Opinion: The public had best get used to fewer answers from a no-longer-public Erlanger

The Erlanger board of trustees is clearly singleminded in its sprint to finish turning our public hospital - one of the nation's largest public hospital systems - into a private, nonprofit business model.

So determined is the board that last Thursday trustees unanimously voted to make its chairman, Jim Coleman, its new CEO, not long after the last CEO suddenly was said not to be CEO anymore.

There was no explanation for the last CEO's departure - just that he'd be gone by June 10.

Becker's Hospital Review said Erlanger's seven-hospital system told them the exit was by "mutual consent."

What's more, there seemed little discussion to speak of in naming the new guy, other than to say Coleman "checks all the boxes" to "take Erlanger where we need to go."

If "where we need to go" is private, it would seem Coleman's resume works. He's a former chief operating officer of Parkridge Health System and the former Hutcheson Medical Center in North Georgia. He's also a former CEO of Bradley County's former SkyRidge Medical Center. And he's the current CEO of Alliant Management Services, a Louisville, Kentucky-based company that focuses on rural hospital managements and solutions.

Changing Erlanger's corporate governance structure is no small thing. Erlanger includes the region's only dedicated children's hospital and it - at least for now - continues to be the largest area health care provider for low-income and uninsured patients. In 2021, Erlanger provided around $150 million worth of uncompensated care - a figure officials said has grown 36% in four years.

But here's the thing. We already knew this hospital board, of which Coleman has been a member since November 2019 and the chair since November 2021, was making legal and other inquiries into going private long before they or anyone made those discussions public.

Hamilton County Mayor Jim Coppinger on Feb. 9 asked county commissioners to approve funds to hire a lawyer representing the county in such a transition. That same day Coleman told the Chattanooga Times Free Press:

"It's logical at this point in time that we sit back and look at all the changes that have happened since 1977 in health care [when the hospital board was established] and look at a structure that would allow us to respond to those challenges and changes in the health care arena more quickly and execute more efficiently."

Coleman also told our reporter - and later the editorial board - that "after nine months of due diligence," the board began approaching stakeholders, including Coppinger, to begin the process of privatizing the hospital.

That process indeed flew. Tennessee lawmakers amended the private act and Gov. Bill Lee signed it on May 25. We're just beginning to see the effect. Because Erlanger has been a public hospital, meetings and discussions like what we've described here should have been public.

But Coleman and other board members defended the not-public discussions by saying Tennessee law allows public hospital boards to meet in private to 'discuss and develop marketing strategies and strategic plans.'"

Mind you, the same board members argued they needed this change because by talking about things in public Erlanger somehow lost a competitive edge. They wanted us all to think other hospitals didn't know how many nurses and bed pans and doctors with contracts a hospital the size of Erlanger needs? Hogwash!

The following month, in March, trustees amended their bylaws to allow board members to be employed by or contract with the hospital in certain "extraordinary circumstances." What did that mean? we asked. The board's attorney said at the time that "mergers, acquisitions, divestitures, reorganizations or restructurings" qualify as "extraordinary circumstances."

Well. Extraordinary circumstances clearly are upon us.

Here's one more thing.

In addition to naming a new CEO from the board, the board approved a resolution to take out an up to $75 million loan "for the purpose of financing the cost of certain capital expenditures for the hospital facilities."

They then turned around and approved the fiscal 2023 budget, which includes $41 million in capital investments, 3% raises for employees and projects a net income of $16.5 million.
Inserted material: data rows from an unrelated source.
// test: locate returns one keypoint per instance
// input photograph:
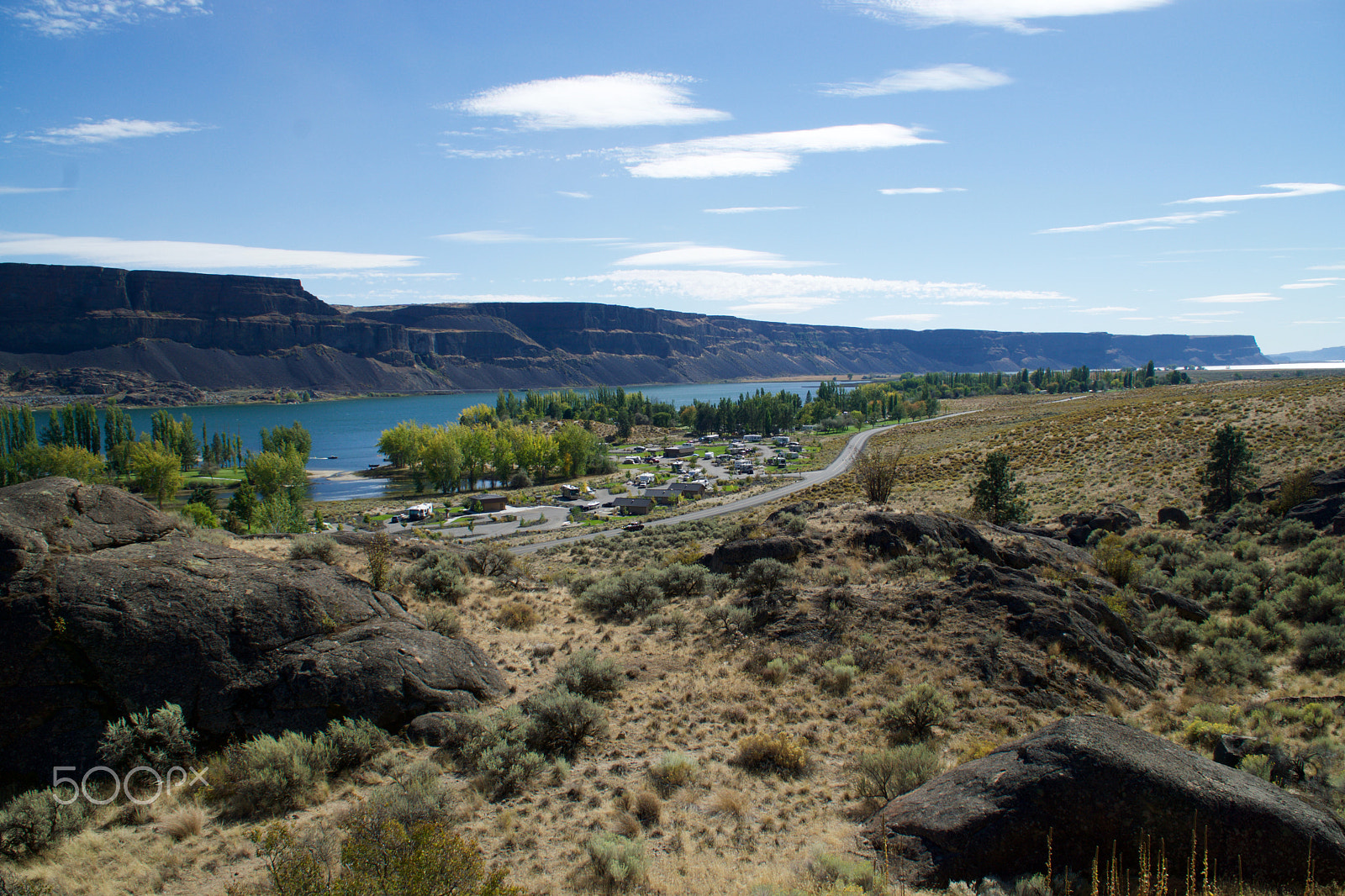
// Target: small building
(486, 503)
(634, 506)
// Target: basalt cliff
(89, 329)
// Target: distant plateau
(104, 329)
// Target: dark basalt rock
(1089, 783)
(107, 609)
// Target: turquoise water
(346, 432)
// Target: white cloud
(67, 18)
(918, 192)
(1001, 13)
(17, 192)
(903, 318)
(187, 256)
(504, 235)
(762, 154)
(728, 287)
(1143, 224)
(111, 129)
(743, 210)
(1234, 299)
(710, 256)
(1286, 190)
(593, 101)
(958, 76)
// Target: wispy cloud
(914, 318)
(111, 129)
(18, 192)
(67, 18)
(710, 257)
(918, 192)
(958, 76)
(1165, 222)
(743, 210)
(1001, 13)
(619, 100)
(1313, 282)
(1234, 299)
(760, 154)
(187, 256)
(504, 235)
(1284, 192)
(804, 289)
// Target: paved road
(841, 465)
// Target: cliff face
(226, 331)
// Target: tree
(995, 494)
(158, 470)
(1230, 470)
(876, 474)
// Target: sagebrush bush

But they did not at that public meeting - for the first time in five years - make details of the budget for Erlanger public.
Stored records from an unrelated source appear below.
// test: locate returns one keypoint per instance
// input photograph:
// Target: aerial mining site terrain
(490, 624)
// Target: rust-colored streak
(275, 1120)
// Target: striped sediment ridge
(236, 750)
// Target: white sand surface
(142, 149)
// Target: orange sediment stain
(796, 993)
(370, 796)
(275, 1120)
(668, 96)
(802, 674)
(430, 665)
Let us repeat that last part. They did not publicly discuss or make the details of the budget for our still-transitioning and therefore still-public hospital public. (By Monday, they had provided a copy of the budget to a Times Free Press reporter and said they plan to talk with her soon.)

But for crying out loud, why did and does this board need to go private? They've already been thumbing their noses at us public folks for months - nay, years.

Get ready, folks. This is just a little glimpse of the future.